Virgin Media O2 and Daisy Group have announced a merger of their direct B2B operations to establish a significant player in the UK’s business communications and IT market. The new entity, featuring annual pro forma revenues of approximately £1.4bn, will be consolidated by Virgin Media O2 with a 70% stake, while Daisy Group will maintain a 30% stake.

Matthew Riley, founder of Daisy Group, will chair the company, with Jo Bertram, managing director of Virgin Media O2 Business, serving as CEO.

The company will aim to address the communications and IT needs of various UK businesses, including small offices, SMEs, large enterprises, and public sector organisations, alongside indirect partners. It will leverage Virgin Media O2’s fibre and mobile infrastructure with Daisy’s IT platforms and customer service to enhance digital capabilities.

The new entity will additionally provide a range of services, including cloud-based communication tools, 5G Private Networks, IoT connectivity, and security solutions, alongside AI-powered products like O2 Motion. The offerings will cater to both new and existing customers. Virgin Media O2 will retain ownership of its fixed and mobile wholesale operations, including smart metering and connectivity services for MVNO customers.

“Combining Virgin Media O2 Business with Daisy Group is the perfect pairing and creates a new British business connectivity powerhouse and greater competition in the market,” said Virgin Media O2 CEO Lutz Schüler. “Following completion, the new company will have the scale, talent, focus and infrastructure needed to drive digital transformation and provide business customers with an innovative one-stop shop for all their communications and IT needs.
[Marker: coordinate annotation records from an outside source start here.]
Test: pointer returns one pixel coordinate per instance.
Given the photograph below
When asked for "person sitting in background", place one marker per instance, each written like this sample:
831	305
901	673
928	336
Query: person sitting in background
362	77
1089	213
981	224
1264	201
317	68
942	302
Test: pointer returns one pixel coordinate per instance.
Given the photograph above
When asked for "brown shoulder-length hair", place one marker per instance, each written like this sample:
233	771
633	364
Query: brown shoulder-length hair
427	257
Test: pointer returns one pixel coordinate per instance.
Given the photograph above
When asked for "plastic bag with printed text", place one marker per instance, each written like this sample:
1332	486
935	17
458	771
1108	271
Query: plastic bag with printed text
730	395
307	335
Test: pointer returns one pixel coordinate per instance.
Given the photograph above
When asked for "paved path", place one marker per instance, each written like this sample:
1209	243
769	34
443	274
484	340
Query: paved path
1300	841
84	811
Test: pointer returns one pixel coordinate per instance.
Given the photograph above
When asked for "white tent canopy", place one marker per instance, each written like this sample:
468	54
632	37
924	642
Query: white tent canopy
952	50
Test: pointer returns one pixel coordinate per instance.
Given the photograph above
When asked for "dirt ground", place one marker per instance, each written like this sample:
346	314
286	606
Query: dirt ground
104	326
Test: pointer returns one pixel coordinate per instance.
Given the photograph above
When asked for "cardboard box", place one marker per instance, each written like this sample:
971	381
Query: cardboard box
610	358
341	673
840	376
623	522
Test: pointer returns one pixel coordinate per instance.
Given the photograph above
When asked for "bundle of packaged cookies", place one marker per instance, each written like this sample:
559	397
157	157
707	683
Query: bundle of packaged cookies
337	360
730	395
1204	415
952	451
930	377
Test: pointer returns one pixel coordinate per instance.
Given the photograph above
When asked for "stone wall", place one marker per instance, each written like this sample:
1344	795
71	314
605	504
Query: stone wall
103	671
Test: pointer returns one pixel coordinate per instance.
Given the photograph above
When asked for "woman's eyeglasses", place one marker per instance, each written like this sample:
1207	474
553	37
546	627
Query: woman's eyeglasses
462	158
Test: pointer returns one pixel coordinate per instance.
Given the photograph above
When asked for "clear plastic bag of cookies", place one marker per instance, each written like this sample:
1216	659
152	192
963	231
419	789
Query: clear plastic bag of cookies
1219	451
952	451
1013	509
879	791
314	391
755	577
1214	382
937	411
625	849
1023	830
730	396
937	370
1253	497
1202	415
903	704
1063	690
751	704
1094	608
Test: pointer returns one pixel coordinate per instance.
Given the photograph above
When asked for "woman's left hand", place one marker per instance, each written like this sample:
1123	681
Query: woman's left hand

We can’t wait to get started on this next chapter in partnership with Daisy.”

Merger anticipates £1.4bn in annual revenues

Financial projections for the full year 2024 indicate pro forma revenues of around £1.4bn, with adjusted EBITDA at £150m and adjusted EBITDA less capex at £100m. The merger is anticipated to generate approximately £600m in operational synergies, primarily through cost savings, translating to a pre-tax annual run-rate of about £70m by 2030.

The transaction structure involves a secured intercompany loan of around £425m from Virgin Media O2 and approximately £835m of debt from Daisy Group. Virgin Media O2 plans to secure additional financing to repay existing Daisy facilities through a second secured intercompany loan. The merger is expected to finalise in early H2 2025, pending regulatory approvals, with further announcements regarding directors and management to follow.

“This transformational transaction will revolutionise the telecommunications and IT landscape and create the most comprehensive offering for businesses of all sizes across the UK,” said Riley. “Our new entity, which brings together two highly successful companies, will deliver a comprehensive solution for the fast-changing needs of UK organisations supported by specialist teams that have a relentless focus on customer service.”